I am interested in creating a software which detects an object like a pen using Microsoft Kinect. 我有兴趣创建一个使用Microsoft Kinect检测像笔这样的对象的软件。 I recollect 100 positives images an 200 negative images in order to be taken by artificial neural network. 我记得100张正面图像和200张负面图像,以便通过人工神经网络拍摄。 My question is: how can I convert these images to be the input of the ANN? 我的问题是:如何将这些图像转换为ANN的输入? I guess that last layer has one neuron because is one output is or not pen and I guess that the input is one too I want to use 3 layer in total. 我猜最后一层有一个神经元,因为一个输出是否是笔,我猜输入也是一个我想要总共使用3层。 But I don't know if I should convert positive and negative images in matrix or what can I do? 但我不知道我是否应该在矩阵中转换正负图像,或者我该怎么做?
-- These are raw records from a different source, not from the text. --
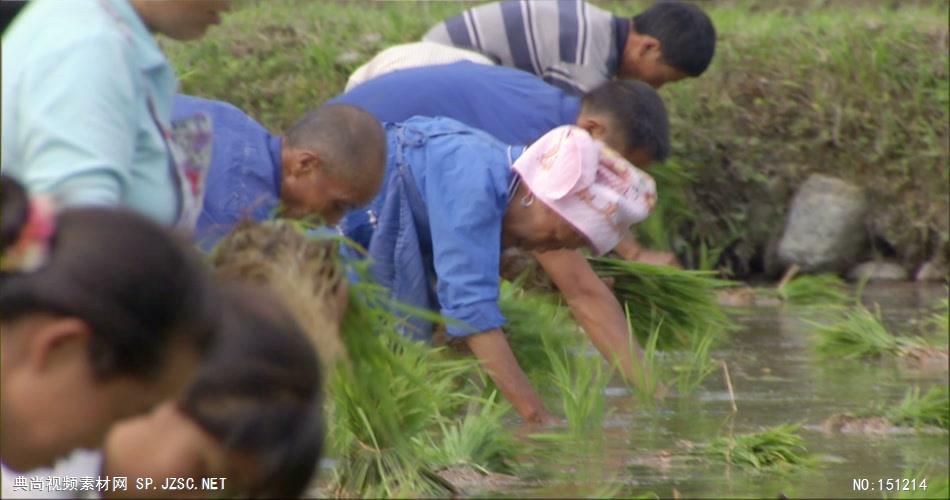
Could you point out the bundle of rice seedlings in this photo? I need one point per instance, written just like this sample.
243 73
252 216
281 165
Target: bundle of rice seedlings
390 395
649 377
682 302
303 272
815 290
698 364
536 320
938 324
778 447
480 440
931 409
859 333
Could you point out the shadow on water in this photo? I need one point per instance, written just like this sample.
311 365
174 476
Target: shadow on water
777 379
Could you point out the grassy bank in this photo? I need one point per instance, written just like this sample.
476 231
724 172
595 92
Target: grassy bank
853 89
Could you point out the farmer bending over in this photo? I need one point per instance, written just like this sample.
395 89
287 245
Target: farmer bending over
325 166
517 108
576 46
454 197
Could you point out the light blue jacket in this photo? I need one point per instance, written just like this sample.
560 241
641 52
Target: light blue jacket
434 230
76 119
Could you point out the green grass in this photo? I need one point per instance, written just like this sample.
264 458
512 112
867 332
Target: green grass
776 448
537 325
815 290
786 95
680 303
479 440
698 364
581 380
650 378
389 401
859 333
916 410
938 323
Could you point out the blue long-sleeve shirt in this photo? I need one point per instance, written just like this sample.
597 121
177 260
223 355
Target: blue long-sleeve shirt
434 231
514 106
244 178
78 77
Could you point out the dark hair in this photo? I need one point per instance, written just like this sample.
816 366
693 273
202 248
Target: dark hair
259 392
638 113
686 34
350 138
127 278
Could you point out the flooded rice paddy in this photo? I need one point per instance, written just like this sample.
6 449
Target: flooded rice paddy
777 378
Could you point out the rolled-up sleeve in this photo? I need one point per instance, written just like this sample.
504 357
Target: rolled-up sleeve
466 207
77 125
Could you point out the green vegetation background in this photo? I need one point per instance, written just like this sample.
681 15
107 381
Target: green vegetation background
854 88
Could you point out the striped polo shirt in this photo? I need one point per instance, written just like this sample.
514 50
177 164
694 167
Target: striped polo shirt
569 43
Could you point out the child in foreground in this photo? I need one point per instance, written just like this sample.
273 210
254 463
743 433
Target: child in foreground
104 316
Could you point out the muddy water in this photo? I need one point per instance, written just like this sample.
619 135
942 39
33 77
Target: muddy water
777 379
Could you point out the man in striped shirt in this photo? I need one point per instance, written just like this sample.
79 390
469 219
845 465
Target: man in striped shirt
576 46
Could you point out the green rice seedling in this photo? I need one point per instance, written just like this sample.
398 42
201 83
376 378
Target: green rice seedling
671 211
392 392
938 324
582 382
775 448
815 290
698 364
681 302
931 409
479 440
648 375
536 320
859 333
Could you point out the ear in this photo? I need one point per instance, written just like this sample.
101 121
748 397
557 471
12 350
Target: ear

First of all, Welcome to Stackoverflow! 首先,欢迎来到Stackoverflow!

I've never personally dealt with using the Kinect for image recognition, but if its possible, you should scale down the image to a fairly reasonable size such as 100x100 so that its is still manageable. 我从来没有亲自处理过使用Kinect进行图像识别的问题,但是如果可能的话,你应该将图像缩小到一个相当合理的尺寸,例如100x100这样它仍然可以管理。
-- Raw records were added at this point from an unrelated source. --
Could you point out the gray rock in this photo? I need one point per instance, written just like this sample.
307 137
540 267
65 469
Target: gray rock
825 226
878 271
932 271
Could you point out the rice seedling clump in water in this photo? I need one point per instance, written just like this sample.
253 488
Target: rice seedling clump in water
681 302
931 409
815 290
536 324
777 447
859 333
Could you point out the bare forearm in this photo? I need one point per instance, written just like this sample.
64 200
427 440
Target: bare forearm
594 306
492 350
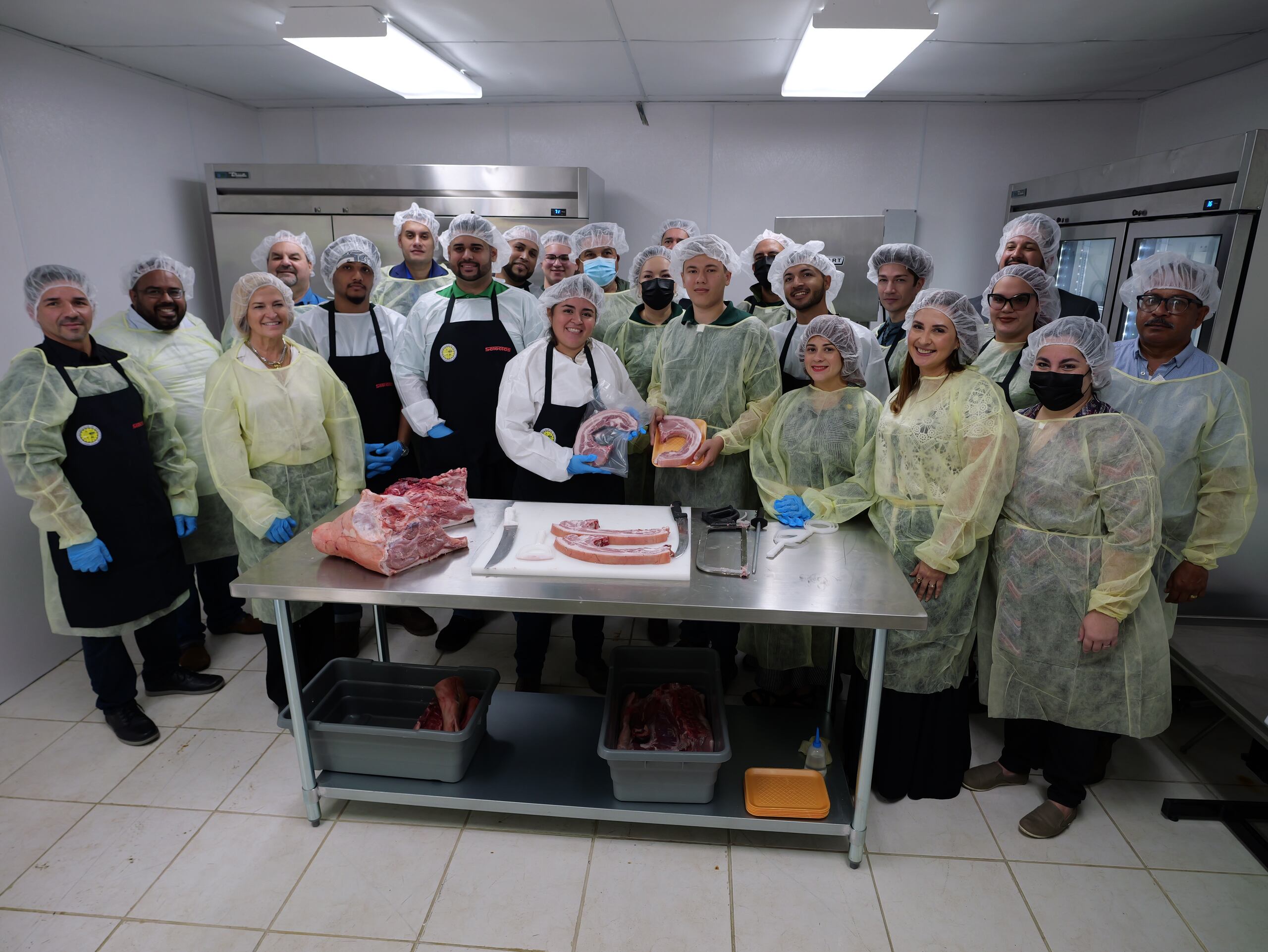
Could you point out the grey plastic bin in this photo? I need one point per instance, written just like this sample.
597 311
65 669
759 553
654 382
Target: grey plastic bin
664 776
362 715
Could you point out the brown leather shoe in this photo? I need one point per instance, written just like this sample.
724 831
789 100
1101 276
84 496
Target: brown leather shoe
196 658
1047 821
988 776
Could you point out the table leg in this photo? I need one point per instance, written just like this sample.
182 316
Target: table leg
298 717
868 751
381 632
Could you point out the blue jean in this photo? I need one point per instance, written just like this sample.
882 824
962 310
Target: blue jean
109 666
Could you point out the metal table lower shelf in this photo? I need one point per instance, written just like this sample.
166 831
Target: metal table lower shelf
539 757
845 580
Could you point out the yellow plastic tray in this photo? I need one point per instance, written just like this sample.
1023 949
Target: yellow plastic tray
782 793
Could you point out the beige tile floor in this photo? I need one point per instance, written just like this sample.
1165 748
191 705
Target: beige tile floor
198 844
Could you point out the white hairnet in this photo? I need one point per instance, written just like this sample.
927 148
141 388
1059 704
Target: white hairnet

You should also try to convert the image to grayscale as this will also help with computational efficiency, time of development, and it's much easier to start of with than RGB. 您还应该尝试将图像转换为grayscale因为这也有助于计算效率,开发时间,并且比RGB更容易启动。

The input layer will not be 1, that's a given. 输入图层不是 1,这是给定的。 If we're referring to the image that has 100x100 dimensions, the total number of inputs should be 10000 , one for each pixel. 如果我们指的是具有100x100尺寸的图像,则输入的总数应为10000 ,每个像素一个。 Remember, you're trying to breakup the data as fine-grained as you can so the ANN can detect patterns in the data. 请记住,您正试图尽可能精细地分解数据,以便ANN可以检测数据中的模式。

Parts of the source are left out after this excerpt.